Stellar intent doesn’t excuse shoddy execution.

When Colbert’s Twitter defenders started to sound exactly like the trolls that visit my Twitter feed every week, I took notice.

One of the things that my training in liberal humanities has helped me to understand is that our social position determines a lot of what we actually know about the world. People of color understand racism far more than white people ever will because we have experienced it. We live with it. We must learn how to navigate it. Women understand sexism far more than men ever will. We have experienced it. We live with it. We must learn how to navigate it. So that means in my corner of the world, that when a person speaks out of their experience of marginalization we listen. We recognize the limitations of our epistemology, or knowledge system. We recognize that as much as we may have tried to learn about something, we don’t know everything. Some things we simply can’t know.

Grappling with that kind of inelegant, heavy-handed, seemingly exclusionary (and “racist”) understanding of knowledge systems can be difficult for white people, because the myth of universalism, backed up by histories of pillaging and conquest, make it easy to believe that there is nothing beyond the reach of the white gaze. But the way people of color survive is precisely by having what feminist theorist Chela Sandoval called an “oppositional consciousness,” a way of seeing and understanding that by its very nature remains inaccessible to the dominant group.

What we witnessed on Twitter was a classic case of “lost in translation.” Folks who insisted that we didn’t “get” satire, clearly didn’t “get” that #CancelColbert constituted a moment of what Gwendolyn Pough calls “bringing wreck,” or creating a rupture raucous enough that it demands recognition. I don’t fully know all that Suey Park and her entourage had in mind, but I do know that while screaming and yelling do not always work, sometimes wrecking shop is exactly what’s required.
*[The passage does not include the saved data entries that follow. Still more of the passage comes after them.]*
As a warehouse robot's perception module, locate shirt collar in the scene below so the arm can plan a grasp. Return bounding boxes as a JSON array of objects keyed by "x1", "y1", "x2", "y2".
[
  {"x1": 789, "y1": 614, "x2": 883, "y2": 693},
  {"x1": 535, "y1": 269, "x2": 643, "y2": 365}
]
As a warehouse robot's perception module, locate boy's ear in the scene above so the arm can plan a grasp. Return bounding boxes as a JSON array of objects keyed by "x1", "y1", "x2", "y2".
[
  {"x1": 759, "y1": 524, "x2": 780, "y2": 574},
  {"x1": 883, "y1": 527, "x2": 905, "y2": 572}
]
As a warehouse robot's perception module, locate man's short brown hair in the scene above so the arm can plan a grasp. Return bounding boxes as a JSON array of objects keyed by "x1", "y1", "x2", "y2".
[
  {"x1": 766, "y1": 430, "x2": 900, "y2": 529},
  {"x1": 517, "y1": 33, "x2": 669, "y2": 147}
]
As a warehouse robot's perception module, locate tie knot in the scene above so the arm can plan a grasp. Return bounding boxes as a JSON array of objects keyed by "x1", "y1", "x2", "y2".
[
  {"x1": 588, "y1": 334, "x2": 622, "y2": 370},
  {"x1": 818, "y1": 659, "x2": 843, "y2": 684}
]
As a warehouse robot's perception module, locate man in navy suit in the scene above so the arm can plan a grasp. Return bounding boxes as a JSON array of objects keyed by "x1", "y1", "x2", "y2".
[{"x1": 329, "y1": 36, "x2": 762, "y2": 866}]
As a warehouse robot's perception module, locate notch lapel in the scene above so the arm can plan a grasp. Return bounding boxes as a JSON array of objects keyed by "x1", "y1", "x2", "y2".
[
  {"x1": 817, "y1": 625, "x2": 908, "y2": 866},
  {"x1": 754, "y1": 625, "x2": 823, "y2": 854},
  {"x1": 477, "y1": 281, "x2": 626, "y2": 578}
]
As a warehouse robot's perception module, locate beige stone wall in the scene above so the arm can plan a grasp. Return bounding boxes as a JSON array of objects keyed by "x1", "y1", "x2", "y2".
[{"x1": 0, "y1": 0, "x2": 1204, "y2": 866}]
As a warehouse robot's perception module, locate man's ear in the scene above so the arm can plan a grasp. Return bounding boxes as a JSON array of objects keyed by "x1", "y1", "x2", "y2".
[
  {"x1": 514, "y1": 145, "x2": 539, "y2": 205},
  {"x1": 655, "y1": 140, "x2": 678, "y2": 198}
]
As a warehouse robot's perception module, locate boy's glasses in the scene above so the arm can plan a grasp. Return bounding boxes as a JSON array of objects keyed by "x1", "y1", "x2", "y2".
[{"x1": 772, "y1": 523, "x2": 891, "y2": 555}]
And I do know that white liberal bullying often masquerades as endless calls for civil discourse. When I saw Colbert’s defenders on Twitter calling me stupid (I didn’t get it), and racist (how dare you say white men need cultural boundaries), and reactionary (stop tripping about every little thing!), I realized that though they were less polite, the arguments sounded remarkably similar not only to those of folks on the right but also to Colbert’s more sanguine, civil defenders. You couple self-congratulatory liberalism with the narcissistic persecution complex that Law & Order’s B.D. Wong diagnosed Colbert with in the show’s response to the controversy on Monday night, and you end up with a large amount of white people who “just don’t get it.” "Colbert" the character closed down the offending Foundation, but Colbert the man and creative force behind the show needs to cancel the Ching Chong Ding Dong character entirely.

Liberal folks like Stephen Colbert are supposed to be a bulwark against the kind of conservatism that we all agree is running the country into the ground.

But in cases like this, it turns out that I cannot always trust that the enemy of my enemy will be my friend.